Dollar set for best week in a year

UCapital Media
Share:
The dollar index held above 99.3 on Friday, remaining near a two-month high and on track to gain nearly 2% for the week — its strongest weekly advance in a year — supported by sharp weakness in the yen and euro.
The greenback’s rally was fueled by political and monetary divergence across major economies, with investors seeking safety amid renewed global uncertainty.
The yen is heading for a nearly 4% weekly loss against the dollar, its steepest drop since early March, after fiscal dove Sanae Takaichi’s victory in Japan’s leadership race strengthened expectations of higher public spending and prolonged monetary accommodation under the Bank of Japan.
Meanwhile, the euro has fallen about 1.5% versus the dollar as political instability deepened in France, where President Emmanuel Macron continues to struggle to appoint his sixth prime minister in less than two years, adding to investor anxiety about fiscal coherence and eurozone unity.
In the United States, the government shutdown entered its ninth day after the Senate failed to reach a funding deal, raising concerns about delays to key economic data releases and potential disruptions to federal services.

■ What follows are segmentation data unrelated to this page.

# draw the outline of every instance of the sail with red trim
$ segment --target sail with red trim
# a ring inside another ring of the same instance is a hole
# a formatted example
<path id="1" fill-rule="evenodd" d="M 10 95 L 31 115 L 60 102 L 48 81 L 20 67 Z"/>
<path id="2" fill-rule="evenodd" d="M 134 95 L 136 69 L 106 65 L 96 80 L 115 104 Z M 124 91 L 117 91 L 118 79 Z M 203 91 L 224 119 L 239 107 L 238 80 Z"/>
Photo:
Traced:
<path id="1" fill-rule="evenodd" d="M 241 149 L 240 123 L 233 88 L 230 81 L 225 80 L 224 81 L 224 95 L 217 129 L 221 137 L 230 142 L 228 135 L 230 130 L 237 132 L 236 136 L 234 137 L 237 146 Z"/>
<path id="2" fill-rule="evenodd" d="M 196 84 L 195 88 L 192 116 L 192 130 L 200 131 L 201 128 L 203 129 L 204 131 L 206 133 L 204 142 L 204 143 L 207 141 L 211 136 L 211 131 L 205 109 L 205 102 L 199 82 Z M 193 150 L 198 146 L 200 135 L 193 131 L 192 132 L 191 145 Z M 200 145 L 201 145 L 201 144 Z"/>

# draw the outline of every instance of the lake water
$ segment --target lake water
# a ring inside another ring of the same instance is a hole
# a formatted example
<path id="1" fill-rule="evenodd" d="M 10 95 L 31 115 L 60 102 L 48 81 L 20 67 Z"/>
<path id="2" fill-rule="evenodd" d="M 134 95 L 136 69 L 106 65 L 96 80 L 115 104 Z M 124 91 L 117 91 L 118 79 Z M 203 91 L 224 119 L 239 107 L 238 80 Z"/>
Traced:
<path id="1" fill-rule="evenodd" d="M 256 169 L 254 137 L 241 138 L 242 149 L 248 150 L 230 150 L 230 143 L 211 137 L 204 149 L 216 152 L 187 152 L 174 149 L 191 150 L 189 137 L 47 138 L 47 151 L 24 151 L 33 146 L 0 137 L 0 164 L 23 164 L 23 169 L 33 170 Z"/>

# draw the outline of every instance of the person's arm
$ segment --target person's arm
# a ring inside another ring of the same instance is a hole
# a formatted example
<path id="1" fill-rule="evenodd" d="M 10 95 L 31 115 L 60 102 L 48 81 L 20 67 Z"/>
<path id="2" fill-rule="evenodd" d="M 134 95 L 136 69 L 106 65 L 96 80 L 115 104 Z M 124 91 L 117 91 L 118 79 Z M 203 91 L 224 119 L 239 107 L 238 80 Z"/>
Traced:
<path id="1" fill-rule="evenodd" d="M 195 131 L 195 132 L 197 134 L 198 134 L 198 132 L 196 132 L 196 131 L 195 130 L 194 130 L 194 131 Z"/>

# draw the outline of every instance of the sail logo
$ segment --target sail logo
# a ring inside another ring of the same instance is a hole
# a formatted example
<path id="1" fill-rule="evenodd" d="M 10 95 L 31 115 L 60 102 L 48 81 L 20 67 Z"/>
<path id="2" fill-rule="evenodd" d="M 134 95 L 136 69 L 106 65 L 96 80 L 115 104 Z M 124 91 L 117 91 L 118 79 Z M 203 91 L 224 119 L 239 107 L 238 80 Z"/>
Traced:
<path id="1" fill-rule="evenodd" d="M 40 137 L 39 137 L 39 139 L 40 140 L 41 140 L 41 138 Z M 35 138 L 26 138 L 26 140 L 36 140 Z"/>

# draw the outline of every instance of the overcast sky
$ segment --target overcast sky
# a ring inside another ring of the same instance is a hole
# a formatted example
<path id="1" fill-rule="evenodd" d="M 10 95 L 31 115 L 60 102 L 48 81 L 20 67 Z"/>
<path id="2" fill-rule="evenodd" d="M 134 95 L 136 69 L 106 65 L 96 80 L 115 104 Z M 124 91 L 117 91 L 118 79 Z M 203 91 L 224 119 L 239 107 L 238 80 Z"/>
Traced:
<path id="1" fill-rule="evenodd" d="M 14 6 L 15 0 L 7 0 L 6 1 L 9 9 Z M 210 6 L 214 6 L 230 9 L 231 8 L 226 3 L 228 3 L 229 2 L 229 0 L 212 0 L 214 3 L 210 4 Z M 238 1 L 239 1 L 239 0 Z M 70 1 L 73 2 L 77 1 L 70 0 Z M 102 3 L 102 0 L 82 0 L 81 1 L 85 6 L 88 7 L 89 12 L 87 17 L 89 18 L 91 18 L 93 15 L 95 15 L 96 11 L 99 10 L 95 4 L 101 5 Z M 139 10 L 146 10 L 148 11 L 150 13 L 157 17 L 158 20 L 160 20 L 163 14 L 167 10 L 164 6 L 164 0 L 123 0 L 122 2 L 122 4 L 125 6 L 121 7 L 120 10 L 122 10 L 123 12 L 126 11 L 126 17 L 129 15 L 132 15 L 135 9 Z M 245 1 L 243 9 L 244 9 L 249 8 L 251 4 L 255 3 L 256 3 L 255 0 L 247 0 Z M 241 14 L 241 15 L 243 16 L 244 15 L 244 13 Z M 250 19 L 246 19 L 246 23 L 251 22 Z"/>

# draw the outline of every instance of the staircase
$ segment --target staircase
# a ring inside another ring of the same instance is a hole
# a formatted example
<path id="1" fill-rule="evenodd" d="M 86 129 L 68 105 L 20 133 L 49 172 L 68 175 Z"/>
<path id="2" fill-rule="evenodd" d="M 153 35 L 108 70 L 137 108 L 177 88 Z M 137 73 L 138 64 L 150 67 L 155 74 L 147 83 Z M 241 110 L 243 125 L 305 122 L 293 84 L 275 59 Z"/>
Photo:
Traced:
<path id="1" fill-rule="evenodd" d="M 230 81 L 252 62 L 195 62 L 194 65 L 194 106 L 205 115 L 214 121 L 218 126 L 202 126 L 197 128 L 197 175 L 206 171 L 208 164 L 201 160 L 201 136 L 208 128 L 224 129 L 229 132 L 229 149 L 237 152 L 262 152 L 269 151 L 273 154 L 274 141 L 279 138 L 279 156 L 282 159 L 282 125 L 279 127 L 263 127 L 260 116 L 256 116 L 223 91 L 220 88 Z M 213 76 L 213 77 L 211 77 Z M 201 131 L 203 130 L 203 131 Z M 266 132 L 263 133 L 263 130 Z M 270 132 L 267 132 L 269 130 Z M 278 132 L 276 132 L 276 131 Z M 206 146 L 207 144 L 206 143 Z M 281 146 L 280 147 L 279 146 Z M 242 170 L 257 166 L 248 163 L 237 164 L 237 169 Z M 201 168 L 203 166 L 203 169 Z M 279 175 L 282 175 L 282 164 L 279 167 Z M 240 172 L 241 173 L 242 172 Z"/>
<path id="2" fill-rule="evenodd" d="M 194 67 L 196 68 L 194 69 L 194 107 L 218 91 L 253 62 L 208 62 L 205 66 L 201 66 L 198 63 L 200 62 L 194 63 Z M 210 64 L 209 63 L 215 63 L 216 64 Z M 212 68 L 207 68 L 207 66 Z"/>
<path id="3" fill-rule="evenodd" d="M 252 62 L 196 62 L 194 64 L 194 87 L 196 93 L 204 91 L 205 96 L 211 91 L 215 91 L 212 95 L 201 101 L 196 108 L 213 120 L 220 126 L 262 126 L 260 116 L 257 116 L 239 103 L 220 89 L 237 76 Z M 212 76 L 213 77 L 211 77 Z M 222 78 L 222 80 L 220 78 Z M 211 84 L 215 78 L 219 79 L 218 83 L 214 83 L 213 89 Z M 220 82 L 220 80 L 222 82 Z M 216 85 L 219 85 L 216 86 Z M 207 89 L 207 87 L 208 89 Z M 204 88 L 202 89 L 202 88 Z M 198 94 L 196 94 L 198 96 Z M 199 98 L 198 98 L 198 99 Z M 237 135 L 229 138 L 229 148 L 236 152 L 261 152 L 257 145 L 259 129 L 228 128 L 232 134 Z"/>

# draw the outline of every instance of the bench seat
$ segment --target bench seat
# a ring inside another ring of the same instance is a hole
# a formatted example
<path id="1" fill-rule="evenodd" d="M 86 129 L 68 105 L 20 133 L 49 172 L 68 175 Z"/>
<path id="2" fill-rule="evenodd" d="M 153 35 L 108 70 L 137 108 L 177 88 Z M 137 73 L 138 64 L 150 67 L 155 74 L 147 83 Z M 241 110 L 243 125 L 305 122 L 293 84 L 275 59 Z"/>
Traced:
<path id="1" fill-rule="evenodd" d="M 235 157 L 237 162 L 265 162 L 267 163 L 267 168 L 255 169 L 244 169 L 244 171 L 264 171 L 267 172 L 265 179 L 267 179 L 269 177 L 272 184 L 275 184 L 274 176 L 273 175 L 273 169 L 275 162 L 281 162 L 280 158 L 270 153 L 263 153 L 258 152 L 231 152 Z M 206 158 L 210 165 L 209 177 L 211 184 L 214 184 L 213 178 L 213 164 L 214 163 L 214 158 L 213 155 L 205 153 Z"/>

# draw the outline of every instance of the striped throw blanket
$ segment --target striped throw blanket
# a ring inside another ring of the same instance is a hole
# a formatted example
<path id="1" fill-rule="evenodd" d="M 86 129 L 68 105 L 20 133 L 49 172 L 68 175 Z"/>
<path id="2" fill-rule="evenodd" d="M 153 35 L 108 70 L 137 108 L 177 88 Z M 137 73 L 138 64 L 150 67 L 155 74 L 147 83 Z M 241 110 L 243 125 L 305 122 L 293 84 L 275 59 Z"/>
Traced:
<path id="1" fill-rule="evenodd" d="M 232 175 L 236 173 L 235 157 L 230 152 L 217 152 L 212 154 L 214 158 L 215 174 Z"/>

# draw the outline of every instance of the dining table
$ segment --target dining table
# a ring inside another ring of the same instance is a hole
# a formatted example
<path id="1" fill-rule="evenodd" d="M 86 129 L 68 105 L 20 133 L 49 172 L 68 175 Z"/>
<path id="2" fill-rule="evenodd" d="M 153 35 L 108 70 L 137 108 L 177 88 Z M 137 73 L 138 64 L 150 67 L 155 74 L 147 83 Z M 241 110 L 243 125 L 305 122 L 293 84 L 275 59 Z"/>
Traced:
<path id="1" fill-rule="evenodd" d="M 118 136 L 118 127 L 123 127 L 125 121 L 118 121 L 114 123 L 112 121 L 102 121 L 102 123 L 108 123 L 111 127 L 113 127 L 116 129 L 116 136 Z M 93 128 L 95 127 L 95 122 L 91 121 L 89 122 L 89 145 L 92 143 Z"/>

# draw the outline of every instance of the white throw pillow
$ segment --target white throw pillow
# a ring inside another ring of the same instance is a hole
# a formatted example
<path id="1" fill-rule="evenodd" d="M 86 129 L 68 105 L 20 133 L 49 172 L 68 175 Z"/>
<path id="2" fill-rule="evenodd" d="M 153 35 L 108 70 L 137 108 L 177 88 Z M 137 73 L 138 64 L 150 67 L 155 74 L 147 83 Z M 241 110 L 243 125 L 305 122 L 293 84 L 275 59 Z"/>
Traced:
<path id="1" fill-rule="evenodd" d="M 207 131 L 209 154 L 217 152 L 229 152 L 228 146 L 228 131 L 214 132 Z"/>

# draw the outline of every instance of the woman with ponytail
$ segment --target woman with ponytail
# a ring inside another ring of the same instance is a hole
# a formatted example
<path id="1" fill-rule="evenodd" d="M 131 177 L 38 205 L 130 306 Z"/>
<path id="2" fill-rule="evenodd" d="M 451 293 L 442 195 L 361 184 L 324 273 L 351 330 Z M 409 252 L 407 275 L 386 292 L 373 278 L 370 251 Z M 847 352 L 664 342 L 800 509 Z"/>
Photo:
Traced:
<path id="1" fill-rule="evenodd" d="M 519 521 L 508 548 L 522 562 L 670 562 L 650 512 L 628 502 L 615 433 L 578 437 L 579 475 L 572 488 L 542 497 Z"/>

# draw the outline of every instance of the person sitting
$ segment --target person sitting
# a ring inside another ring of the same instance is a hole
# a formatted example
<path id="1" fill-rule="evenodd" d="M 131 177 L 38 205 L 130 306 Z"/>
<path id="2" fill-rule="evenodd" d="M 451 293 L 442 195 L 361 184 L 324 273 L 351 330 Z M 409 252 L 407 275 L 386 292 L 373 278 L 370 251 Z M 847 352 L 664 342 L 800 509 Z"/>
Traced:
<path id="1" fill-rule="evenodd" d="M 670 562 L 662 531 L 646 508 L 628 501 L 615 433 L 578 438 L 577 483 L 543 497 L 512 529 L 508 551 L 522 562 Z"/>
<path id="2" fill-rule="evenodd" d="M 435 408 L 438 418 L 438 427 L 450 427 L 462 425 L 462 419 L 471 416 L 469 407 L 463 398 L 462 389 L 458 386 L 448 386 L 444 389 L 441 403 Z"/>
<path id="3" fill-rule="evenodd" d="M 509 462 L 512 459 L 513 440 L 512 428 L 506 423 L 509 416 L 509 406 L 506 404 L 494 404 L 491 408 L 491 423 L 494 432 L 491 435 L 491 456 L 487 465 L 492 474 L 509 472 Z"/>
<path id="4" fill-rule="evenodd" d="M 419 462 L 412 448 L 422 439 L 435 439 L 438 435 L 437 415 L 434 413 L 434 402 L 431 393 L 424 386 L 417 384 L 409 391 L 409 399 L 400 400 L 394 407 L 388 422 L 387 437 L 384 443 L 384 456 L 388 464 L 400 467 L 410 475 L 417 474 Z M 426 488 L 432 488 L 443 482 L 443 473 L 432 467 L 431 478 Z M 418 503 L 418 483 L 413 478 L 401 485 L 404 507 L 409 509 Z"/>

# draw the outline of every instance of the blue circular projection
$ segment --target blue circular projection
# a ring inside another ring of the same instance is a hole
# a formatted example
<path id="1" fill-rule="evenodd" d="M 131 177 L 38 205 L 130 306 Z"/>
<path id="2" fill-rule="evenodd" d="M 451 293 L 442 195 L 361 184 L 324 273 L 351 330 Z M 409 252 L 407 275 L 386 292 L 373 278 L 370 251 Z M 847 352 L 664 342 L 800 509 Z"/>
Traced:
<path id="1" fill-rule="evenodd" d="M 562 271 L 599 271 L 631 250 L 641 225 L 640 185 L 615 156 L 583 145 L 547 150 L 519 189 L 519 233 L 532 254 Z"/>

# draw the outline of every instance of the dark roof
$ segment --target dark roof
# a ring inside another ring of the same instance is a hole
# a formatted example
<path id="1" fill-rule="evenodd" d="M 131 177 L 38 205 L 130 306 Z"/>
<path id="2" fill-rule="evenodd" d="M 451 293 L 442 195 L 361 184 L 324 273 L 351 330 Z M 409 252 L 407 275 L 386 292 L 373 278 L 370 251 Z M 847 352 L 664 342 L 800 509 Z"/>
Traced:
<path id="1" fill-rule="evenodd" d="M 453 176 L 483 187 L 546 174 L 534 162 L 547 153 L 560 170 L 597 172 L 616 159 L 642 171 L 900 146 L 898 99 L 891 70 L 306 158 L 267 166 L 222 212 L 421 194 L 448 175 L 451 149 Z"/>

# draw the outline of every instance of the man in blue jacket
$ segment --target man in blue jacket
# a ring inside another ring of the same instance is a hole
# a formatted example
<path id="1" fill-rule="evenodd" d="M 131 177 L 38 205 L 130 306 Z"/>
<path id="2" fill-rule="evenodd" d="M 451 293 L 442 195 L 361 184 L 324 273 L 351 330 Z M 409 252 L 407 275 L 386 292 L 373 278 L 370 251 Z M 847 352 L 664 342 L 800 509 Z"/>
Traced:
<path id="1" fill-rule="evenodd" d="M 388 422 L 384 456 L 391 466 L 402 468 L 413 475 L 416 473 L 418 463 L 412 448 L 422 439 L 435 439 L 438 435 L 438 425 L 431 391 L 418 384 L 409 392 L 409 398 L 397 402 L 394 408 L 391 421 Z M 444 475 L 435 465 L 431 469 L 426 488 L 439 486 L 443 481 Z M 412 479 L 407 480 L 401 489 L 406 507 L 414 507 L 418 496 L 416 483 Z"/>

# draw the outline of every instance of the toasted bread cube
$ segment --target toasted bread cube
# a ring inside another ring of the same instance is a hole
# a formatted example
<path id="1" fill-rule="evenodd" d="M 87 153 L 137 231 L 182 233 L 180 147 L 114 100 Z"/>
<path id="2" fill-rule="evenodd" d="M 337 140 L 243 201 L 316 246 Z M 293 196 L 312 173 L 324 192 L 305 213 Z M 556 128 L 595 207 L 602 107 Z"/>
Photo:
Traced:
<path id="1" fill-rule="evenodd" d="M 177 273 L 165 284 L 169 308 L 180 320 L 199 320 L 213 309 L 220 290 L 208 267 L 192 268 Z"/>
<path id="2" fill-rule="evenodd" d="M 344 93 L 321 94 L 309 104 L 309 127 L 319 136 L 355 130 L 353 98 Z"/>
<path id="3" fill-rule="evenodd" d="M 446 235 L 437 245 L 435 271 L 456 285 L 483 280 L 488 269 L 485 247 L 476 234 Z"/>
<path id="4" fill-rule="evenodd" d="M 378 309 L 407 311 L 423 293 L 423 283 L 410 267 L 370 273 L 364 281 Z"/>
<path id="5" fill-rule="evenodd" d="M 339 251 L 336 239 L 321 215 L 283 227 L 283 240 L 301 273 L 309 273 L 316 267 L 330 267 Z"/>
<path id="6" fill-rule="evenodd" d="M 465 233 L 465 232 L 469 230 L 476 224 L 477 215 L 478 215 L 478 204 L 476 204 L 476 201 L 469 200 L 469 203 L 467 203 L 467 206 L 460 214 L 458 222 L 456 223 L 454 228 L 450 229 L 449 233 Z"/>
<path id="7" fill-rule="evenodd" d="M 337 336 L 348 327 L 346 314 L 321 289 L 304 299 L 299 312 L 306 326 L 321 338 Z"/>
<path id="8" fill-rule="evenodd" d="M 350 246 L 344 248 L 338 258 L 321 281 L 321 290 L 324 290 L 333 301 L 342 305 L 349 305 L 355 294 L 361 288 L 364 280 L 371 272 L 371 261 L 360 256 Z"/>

The absence of fresh data has left markets reliant on earlier indicators suggesting cooling growth and a weakening labor market, reinforcing expectations that the Federal Reserve will soon begin an easing cycle.
Futures markets now price a 95% probability of a 25-basis-point rate cut at the Fed’s upcoming meeting, while the likelihood of an additional move in December has eased to around 80% from 90% a week ago. However, with inflation still above the 2% target and policymakers divided, traders remain cautious about the pace and scale of future rate reductions.
Analysts noted that ongoing political uncertainty and the shutdown’s fiscal implications could sustain safe-haven demand for the dollar in the short term, even as broader monetary easing expectations cap its upside.